“Resulting” — How We Think Good Decisions Were Bad and Vice Versa.
Posted By Cliff Tuttle | February 14, 2018
No. 1,417
When our team wins, how often do we admit it was luck? Almost never.
But we are guilty of thinking that a decision is good or bad, depending upon the outcome. That phenomenon is called resulting.
Professional Poker Player Annie Duke has developed a social science approach to decision-making. She points out that high probability events sometimes don’t happen and sometimes low probability events do. If the odds of success are 80 – 20, we must expect that the 20% probability might happen in a single trial. Does that mean that we should decide to do it again? Probably not.

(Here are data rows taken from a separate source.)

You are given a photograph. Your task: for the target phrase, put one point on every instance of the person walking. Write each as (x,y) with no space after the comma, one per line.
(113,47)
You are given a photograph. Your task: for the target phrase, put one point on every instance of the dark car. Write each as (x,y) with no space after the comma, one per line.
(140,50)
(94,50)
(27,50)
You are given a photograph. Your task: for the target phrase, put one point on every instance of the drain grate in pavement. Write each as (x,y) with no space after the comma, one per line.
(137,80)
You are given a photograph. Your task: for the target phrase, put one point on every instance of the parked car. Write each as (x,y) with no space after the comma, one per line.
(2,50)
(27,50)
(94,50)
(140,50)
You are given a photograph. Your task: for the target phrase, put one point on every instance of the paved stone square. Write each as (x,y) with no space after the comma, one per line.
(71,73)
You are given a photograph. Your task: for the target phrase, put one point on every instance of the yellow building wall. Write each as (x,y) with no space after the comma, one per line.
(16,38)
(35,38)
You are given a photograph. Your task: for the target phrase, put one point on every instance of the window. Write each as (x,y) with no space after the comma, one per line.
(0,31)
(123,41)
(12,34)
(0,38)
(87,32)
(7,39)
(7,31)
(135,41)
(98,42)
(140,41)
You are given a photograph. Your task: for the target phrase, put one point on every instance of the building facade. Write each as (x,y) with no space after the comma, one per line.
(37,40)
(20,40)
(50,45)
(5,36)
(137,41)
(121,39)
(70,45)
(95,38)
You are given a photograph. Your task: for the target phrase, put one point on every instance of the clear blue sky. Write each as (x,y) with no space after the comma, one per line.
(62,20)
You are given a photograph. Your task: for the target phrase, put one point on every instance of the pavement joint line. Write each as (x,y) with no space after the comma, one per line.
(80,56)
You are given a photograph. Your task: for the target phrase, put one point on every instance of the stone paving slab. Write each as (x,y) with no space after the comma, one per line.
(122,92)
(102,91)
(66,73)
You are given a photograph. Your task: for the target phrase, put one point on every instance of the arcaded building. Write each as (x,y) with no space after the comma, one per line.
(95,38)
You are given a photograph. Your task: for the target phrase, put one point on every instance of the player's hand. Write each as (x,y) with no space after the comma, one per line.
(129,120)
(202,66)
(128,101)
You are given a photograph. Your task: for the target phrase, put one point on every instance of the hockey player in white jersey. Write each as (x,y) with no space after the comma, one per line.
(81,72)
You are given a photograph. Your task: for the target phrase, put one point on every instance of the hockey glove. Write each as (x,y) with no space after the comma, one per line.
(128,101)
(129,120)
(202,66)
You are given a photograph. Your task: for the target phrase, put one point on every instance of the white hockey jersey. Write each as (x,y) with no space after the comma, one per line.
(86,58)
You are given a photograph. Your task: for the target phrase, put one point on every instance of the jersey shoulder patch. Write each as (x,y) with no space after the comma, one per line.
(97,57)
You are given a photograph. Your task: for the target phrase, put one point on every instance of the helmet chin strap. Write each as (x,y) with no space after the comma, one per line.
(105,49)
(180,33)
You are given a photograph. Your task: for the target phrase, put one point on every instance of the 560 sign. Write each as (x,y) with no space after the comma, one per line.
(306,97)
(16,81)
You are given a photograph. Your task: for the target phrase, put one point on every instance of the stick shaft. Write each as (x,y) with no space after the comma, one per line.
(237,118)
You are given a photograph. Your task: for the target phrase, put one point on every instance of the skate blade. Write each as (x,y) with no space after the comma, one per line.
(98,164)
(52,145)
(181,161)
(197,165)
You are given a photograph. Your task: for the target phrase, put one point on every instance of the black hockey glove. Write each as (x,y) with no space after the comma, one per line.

One example she uses — if you get home safely after driving drunk, does not indicate that it is safe to drive drunk. While none of us actually believes this if we think it over, a person who has driven drunk without consequences may decide that it worked before. And of course,eventually the real odds catch up.
Duke says that in order to make better decisions, we must not rely upon a single trial. Or, as Eleanor Roosevelt said: “Learn from the mistakes of others. You can’t live long enough to make them all yourself.”
THINKING IN BETS: MAKING SMARTER DECISIONS WHEN YOU DON’T HAVE ALL THE FACTS, by Annie Duke. Portfolio Penguin, New York, 2018.